Ni Miguel Ángel, ni Brunelleschi supieron lo que era tenerte entre las manos, acariciarte como si fueras cristal de Murano a punto de romperse. Juraría que La Primavera de Botticelli cambió de estación cuando pasaste por delante.

Lo peor de todo es que no echo de menos caminar delante de Santa Maria del Fiore, ni cruzar el Ponte Vecchio lleno de turistas. Echo de menos cogerte de la mano y darte un beso detrás de la columna más perdida. Echo de menos llenar tu copa de vino y que acabe por el suelo. Echo de menos que dejes que tus bragas se deslicen hasta los tobillos.

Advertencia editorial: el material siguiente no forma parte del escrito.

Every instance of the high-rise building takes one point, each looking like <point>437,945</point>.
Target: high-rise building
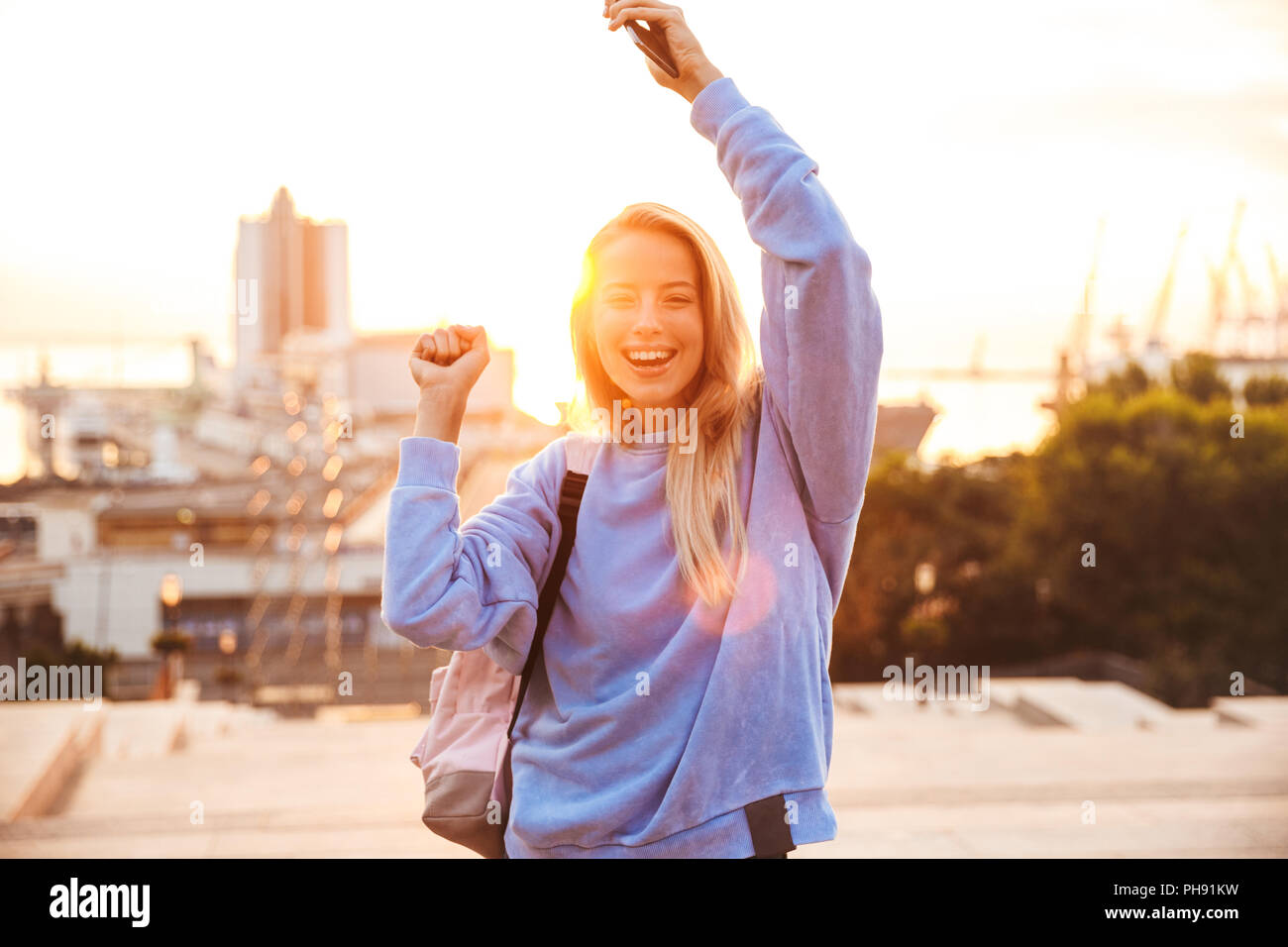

Echo de menos que todo esto sea verdad.

Tinta invisible.

En aquel momento, jóvenes e idiotas, nos daba igual vivir pegados, no tener espacio propio, estar obligados a respirar juntos las veinticuatro horas del día. Compartir la pasta de dientes, robarte un trago del café del desayuno, que me dejaras en la puerta del trabajo después de un beso en los labios. Aún recuerdo con una sonrisa que duele tus enfados matutinos cuando quería quedarme dormido en lugar de levantarme a estudiar.

El tiempo ha pasado y cada vez más me parece que nunca fuimos de verdad, que todo es una invención más de mi cabeza, como todas estas letras. Hubo una época en la que hubiera dejado de morir por ti, en que quise ser eterno para no tener que abandonarte nunca, en que habría preferido arder en llamas a tener que decirte adiós.

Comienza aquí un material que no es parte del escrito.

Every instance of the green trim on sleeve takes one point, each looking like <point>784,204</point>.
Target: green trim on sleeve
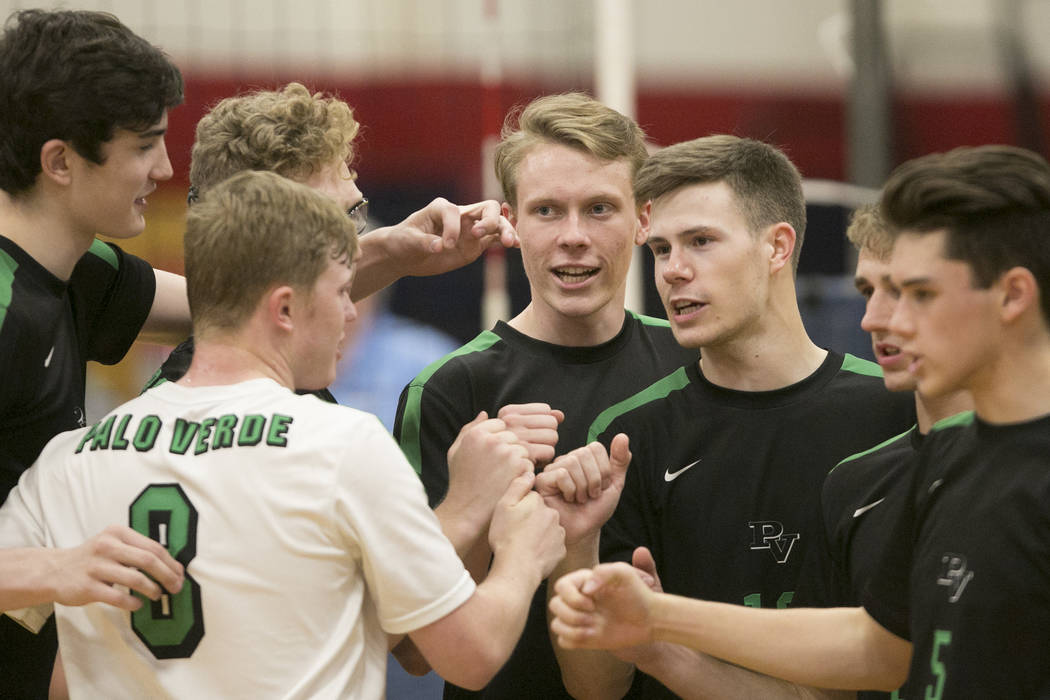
<point>676,380</point>
<point>7,268</point>
<point>860,366</point>
<point>959,420</point>
<point>103,251</point>
<point>651,320</point>
<point>884,443</point>
<point>413,406</point>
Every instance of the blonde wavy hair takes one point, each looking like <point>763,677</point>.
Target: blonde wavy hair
<point>291,132</point>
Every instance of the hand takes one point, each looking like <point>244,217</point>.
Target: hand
<point>645,567</point>
<point>117,556</point>
<point>536,425</point>
<point>607,607</point>
<point>524,529</point>
<point>482,462</point>
<point>443,236</point>
<point>584,486</point>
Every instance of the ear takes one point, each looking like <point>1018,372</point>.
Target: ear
<point>508,213</point>
<point>781,239</point>
<point>280,308</point>
<point>1021,292</point>
<point>645,224</point>
<point>55,161</point>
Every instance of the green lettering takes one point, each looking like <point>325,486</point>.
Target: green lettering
<point>183,436</point>
<point>87,438</point>
<point>203,435</point>
<point>224,431</point>
<point>251,430</point>
<point>278,426</point>
<point>101,440</point>
<point>145,437</point>
<point>119,441</point>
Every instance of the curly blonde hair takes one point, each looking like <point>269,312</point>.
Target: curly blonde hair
<point>289,131</point>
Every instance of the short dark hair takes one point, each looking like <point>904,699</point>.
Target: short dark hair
<point>767,185</point>
<point>992,202</point>
<point>76,76</point>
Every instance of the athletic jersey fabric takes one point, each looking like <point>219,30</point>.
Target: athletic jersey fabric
<point>503,366</point>
<point>967,573</point>
<point>723,486</point>
<point>305,533</point>
<point>179,361</point>
<point>49,329</point>
<point>861,501</point>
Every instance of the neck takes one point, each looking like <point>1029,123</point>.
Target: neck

Y ahora, ya no sé si reír o llorar. Ahora miro atrás y puedo descubrirme feliz en cada recuerdo del que formas parte, entiendo entonces que la vida ha hecho mella en mí, que deja huella y no tengo fuerza para borrar todas esas marcas que fuiste dejando en mi piel. Llevo por tu culpa un mapa de tatuajes invisibles que narran nuestra triste historia.

Eres tinta que no se borra.

Espero algún día, aunque sea lejano, poder coger aire sin pensar en ti, sin que me duelan los veintiún gramos de alma. Ojalá deje de buscarte en la mirada de otras, y deje de sangrar tan rápido. Acabaré siendo el dragón al que le cortan la cabeza con la espada bien afilada.

Hay días que cierro los ojos y quiero viajar en el tiempo para morir abrazándote sin sentirme culpable, porque es cierto, tenías razón. Con tanta nube gris en mis entrañas nunca fui capaz de quererte como merecías, ni cuando dejaste tu corazón entre mis torpes manos.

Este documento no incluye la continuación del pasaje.